Across the world museums display artifacts taken from colonized or occupied societies. Easter Island is no exception.
Several Moai and important Rapa Nui objects are held in foreign [00:18:00] museums, including the famous Moai statue in the British Museum.
The first time I visited the British Museum in London as a child, my favorite exhibit was the Moai. In fact, it was the only photo I took at the museum on my old Nokia phone.
From the British Museum’s perspective, their Moai statue is an important part of global heritage. They argue that displaying it allows people from around the world to learn about different cultures.
Museums like the British Museum often present themselves as protectors. They claim to be protecting or preserving artifacts that might be damaged or forgotten in other places.
But for the people of Rapa Nui, the story is different. On Easter Island, the Moai are ancestors. They’re not art. They are the ancestors of the people. Removing them from the island is removing something very [00:19:00] important.
For many Rapa Nui, seeing their heritage displayed thousands of kilometers away is a reminder of a time when their voices were ignored.
Should museums have the right to keep objects taken during periods of inequality or colonial rule?

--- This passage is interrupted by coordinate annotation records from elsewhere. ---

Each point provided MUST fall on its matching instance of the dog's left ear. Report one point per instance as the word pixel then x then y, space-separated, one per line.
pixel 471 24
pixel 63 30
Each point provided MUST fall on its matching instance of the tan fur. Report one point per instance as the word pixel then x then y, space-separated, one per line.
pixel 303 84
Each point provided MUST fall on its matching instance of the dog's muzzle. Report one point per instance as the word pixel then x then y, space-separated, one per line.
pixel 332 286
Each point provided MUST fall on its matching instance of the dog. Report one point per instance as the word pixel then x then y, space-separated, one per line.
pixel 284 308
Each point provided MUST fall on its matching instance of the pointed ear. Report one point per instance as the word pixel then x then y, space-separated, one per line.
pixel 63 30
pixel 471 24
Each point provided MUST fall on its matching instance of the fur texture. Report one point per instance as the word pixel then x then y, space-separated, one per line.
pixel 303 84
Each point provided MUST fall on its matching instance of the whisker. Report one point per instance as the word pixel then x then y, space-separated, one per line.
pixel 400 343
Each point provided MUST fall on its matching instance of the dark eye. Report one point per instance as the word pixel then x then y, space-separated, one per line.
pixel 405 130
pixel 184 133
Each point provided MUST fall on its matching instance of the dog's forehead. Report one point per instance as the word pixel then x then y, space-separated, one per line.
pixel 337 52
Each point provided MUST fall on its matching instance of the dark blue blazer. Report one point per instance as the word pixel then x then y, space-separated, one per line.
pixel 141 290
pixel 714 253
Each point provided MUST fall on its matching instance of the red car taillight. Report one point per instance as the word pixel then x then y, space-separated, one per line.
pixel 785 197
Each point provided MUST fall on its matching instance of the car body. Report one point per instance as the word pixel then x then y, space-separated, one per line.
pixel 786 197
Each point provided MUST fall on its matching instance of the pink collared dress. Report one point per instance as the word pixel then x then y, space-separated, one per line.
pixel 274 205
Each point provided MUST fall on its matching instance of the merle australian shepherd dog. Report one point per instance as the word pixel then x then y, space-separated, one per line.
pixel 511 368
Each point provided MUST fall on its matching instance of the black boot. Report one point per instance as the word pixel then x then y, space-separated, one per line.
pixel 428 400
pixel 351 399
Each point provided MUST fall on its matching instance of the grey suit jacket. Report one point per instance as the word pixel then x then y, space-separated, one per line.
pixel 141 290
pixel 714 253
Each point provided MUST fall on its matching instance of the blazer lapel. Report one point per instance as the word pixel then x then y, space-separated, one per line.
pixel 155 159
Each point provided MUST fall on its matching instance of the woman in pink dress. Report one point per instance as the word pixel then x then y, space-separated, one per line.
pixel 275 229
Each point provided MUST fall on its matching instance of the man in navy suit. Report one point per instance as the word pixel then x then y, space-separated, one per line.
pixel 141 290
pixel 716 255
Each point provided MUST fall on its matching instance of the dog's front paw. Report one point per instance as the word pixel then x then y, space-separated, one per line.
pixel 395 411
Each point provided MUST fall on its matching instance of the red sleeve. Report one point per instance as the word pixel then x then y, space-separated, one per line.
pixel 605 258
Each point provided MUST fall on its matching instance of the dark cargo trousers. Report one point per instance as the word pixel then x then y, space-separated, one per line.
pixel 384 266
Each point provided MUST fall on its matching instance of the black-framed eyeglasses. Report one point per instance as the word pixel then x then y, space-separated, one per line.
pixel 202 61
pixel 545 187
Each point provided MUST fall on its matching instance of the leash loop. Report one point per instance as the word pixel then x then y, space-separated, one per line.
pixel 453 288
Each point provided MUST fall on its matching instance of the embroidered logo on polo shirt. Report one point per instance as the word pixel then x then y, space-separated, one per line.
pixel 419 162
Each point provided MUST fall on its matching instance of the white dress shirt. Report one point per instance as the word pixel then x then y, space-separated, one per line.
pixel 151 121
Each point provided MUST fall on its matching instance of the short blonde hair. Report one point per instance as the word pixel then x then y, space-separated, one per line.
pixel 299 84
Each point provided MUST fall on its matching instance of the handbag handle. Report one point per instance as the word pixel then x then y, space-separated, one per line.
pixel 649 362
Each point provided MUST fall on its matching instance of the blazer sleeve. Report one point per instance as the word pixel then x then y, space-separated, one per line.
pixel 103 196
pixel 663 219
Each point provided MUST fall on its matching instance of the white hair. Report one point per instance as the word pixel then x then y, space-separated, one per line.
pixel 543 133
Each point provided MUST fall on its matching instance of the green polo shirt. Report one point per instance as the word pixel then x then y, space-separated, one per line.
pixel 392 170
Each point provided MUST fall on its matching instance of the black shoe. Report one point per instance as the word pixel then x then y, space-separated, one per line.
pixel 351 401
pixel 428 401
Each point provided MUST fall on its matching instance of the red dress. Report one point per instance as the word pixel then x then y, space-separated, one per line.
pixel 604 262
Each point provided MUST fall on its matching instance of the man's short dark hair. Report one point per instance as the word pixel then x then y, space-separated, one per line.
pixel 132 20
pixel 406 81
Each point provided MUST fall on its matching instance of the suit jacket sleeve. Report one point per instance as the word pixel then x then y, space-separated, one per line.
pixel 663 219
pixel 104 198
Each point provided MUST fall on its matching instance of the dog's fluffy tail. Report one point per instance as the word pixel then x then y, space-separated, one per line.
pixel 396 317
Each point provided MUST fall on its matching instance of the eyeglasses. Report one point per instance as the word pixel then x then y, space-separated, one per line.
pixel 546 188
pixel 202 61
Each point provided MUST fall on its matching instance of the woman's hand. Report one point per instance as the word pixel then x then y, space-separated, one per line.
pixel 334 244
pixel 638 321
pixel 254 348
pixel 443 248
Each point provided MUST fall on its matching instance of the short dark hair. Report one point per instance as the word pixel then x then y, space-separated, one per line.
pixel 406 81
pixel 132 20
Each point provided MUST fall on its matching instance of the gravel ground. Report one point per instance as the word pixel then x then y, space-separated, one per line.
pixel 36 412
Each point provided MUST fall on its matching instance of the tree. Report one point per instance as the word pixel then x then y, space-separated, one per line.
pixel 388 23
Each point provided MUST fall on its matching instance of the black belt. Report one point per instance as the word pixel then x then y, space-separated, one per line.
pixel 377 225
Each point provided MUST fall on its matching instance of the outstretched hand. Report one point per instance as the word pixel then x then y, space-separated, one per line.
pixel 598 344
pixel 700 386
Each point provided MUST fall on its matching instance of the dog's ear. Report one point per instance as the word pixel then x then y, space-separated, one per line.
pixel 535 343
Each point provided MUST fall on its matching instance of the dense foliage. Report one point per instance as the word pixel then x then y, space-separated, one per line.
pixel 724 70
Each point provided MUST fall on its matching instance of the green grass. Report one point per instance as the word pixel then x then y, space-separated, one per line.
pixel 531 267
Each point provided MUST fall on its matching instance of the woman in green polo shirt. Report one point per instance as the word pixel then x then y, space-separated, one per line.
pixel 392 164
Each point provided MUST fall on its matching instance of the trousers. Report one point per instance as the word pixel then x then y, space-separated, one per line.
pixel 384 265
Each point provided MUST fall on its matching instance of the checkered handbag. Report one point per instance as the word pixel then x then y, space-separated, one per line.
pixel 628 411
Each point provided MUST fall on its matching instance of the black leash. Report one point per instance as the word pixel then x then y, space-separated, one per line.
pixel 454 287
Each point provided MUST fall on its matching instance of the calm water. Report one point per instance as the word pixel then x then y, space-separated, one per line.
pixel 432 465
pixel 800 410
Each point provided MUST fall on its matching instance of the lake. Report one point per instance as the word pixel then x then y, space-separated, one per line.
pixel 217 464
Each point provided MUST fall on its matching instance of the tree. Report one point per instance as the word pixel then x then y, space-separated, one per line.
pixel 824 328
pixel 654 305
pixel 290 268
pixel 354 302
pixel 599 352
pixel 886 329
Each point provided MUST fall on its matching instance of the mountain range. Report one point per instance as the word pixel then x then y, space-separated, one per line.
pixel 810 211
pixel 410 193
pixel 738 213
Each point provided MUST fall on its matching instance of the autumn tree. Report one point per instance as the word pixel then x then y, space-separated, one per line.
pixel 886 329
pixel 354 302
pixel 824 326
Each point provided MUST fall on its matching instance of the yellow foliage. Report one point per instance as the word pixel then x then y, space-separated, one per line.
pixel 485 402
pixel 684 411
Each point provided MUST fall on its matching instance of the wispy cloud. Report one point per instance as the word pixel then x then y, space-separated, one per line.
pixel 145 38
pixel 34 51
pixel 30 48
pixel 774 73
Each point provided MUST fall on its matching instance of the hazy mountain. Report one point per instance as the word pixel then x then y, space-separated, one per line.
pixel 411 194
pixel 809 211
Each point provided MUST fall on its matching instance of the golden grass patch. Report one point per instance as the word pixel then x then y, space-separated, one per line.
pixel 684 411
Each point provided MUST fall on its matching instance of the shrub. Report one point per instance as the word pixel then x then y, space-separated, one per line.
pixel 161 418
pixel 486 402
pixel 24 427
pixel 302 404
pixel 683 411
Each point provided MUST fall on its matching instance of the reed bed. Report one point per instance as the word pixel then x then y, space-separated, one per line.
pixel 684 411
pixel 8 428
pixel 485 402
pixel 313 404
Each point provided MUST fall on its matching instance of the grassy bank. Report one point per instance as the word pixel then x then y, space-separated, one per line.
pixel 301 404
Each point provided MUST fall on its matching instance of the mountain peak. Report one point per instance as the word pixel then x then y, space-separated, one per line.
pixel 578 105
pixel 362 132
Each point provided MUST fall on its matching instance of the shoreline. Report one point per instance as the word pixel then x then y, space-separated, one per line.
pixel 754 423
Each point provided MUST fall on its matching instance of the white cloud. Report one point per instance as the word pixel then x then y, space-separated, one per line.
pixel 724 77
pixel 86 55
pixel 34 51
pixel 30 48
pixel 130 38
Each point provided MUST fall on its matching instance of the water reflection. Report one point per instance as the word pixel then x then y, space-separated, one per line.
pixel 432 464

Similar debates surround the Parthenon marbles in London, or the Benin bronzes also in London and in Europe, and countless other artifacts around the world. I have recorded previous episodes on this topic before as well.โ
Final Thought
Easter Island is one of the smallest and most isolated places on earth, but I find its story fascinating.
By discussing the history of Easter Island, we have also talked about Polynesian expansion, potential Polynesian contact in South America, the mystery of the Moai, colonialism, [00:20:00] and the debate over the ownership of history.
But what do you think? Have you heard of Easter Island before?
Do you think it’s right for the British Museum to keep a Moai in its collection?
What is your opinion about museums holding important cultural artifacts from other cultures?